The second problem is architecting the frontend such that users can upvote comments, post root comments, and post nested comments without the code resembling an Italian pasta shop. There were many components to reuse, states to handle, and data pathways to set up and this required careful planning.

Please no spaghetti!

In the end, I was able to architect something that I was comfortable with, and implement it with minimal debugging.

5. UI to show a single comment thread (i.e. render a comment as if it’s the root comment) / navigate up the comment tree

This could be considered a nice-to-have feature but my completionist drive took a hold of me and I wanted to make it possible to expand into comment threads and show nested comments as root comments, similar to how Reddit does it. It turns out, this was mostly a matter of UI design as it only involved a minor tweak to the comment fetching logic in the backend.

Bonus points: SoundCloud-style comments for videos

I spent the first weekend building requirements 1-5 and tackled this afterwards.

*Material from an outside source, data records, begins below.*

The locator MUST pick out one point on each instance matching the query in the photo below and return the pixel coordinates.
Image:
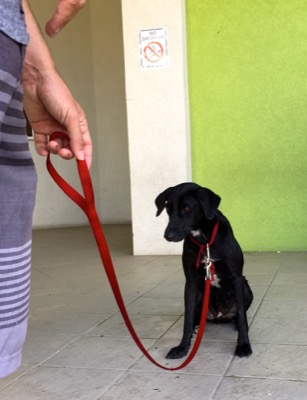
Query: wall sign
(153, 45)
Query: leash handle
(87, 204)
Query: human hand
(50, 107)
(65, 12)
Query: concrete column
(157, 114)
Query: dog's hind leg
(189, 316)
(243, 348)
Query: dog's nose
(169, 235)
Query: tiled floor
(79, 348)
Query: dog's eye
(186, 209)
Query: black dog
(193, 216)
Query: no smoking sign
(153, 48)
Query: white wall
(158, 127)
(128, 171)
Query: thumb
(65, 12)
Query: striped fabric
(15, 266)
(14, 147)
(17, 197)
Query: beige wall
(158, 126)
(129, 171)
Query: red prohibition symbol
(153, 52)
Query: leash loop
(87, 204)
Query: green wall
(247, 62)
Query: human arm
(48, 103)
(65, 12)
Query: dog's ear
(209, 202)
(161, 201)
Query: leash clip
(209, 266)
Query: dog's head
(187, 205)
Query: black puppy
(194, 216)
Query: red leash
(87, 204)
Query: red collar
(202, 246)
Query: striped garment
(17, 197)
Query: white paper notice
(153, 45)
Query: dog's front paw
(244, 350)
(177, 352)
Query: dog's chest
(215, 278)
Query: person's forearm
(38, 60)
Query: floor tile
(60, 384)
(287, 292)
(146, 326)
(294, 309)
(79, 348)
(260, 389)
(282, 331)
(45, 346)
(155, 386)
(213, 358)
(289, 278)
(287, 362)
(99, 353)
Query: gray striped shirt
(12, 21)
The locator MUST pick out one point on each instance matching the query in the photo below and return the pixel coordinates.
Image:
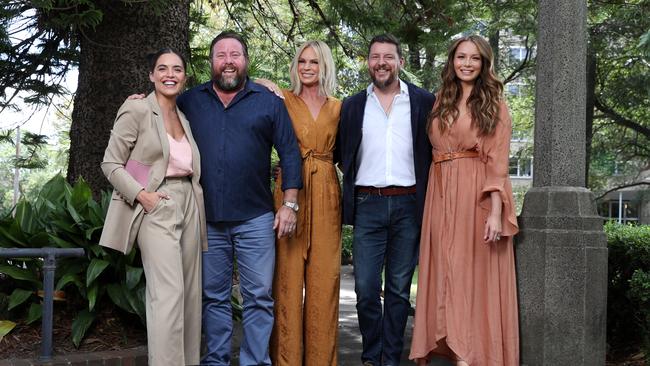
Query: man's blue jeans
(253, 243)
(386, 230)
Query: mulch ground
(109, 332)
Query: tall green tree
(107, 40)
(618, 123)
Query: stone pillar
(561, 249)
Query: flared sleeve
(495, 152)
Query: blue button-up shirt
(235, 145)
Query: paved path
(349, 343)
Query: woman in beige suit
(153, 163)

The trickiest aspect of this feature is rendering comment markers in a timeline under the video in a manageable way.

Here are the requirements for timestamped commments and a video comment timeline:

  1. Users can choose to attach a timestamp to a comment based on the video’s current time
  2. Readers can see that a comment has an attached timestamp, and quickly navigate to that point in the video
  3. Comment markers on the video comment timeline cannot overlap, even if there are many markers in a small location. This constraint should dynamically hold even as users change the size of the browser
  4. Users can quickly display all comments at a particular point in time

Requirement 3 proved to be the hardest to design and implement. I spent hours thinking about the best way to do this such that the edge cases are handled, e.g. if a user increases or decreases the browser’s width.

I ended up deciding to batch comments and partitioning the video timeline into 20 fixed increments. Each batch of comments would thus be part of 4% of the video’s length. If a 4% video segment had more than one comment, I rendered a marker with the comment count on it. A user could view comments in this video segment by clicking on this marker, which causes a special comment view to be displayed such that only root comments within this 4% video segment are shown.

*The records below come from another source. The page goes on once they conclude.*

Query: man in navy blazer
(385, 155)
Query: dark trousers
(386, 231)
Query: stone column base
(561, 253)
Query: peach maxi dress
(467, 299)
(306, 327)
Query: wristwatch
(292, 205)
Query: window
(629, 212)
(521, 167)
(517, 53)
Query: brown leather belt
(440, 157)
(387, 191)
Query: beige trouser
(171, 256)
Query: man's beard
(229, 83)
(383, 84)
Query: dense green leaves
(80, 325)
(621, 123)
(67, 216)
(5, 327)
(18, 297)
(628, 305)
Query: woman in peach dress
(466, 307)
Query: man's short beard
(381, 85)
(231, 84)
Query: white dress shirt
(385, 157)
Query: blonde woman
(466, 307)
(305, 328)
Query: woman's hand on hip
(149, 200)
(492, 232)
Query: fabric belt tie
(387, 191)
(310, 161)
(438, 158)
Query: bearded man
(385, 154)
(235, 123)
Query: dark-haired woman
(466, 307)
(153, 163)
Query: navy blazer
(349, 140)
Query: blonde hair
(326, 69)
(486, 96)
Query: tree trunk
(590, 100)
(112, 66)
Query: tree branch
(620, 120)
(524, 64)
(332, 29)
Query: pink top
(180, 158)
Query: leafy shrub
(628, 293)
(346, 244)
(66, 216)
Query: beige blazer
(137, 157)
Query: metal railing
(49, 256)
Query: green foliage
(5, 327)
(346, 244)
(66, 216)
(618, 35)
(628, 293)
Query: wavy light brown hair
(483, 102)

This solution elegantly solves two key problems. Because the comment markers are batched and shown at predictable non-overlapping points in the timeline, the overlapping comment marker issue is solved. By choosing a 4% increment, I can simply use a 4% CSS width for each comment marker which ensures that comment markers elegantly adjust spacing between each other, even as users change the size of the browser.

Closing thoughts

The commenting system initially felt daunting to build given all the complex pieces that needed to be combined together. Breaking the problem down into component parts and articulating clear requirements made it easy to manage. The best part about building this is that I can reuse the system across many different side projects which widens the type of website I can build and increases my efficiency in experimentation.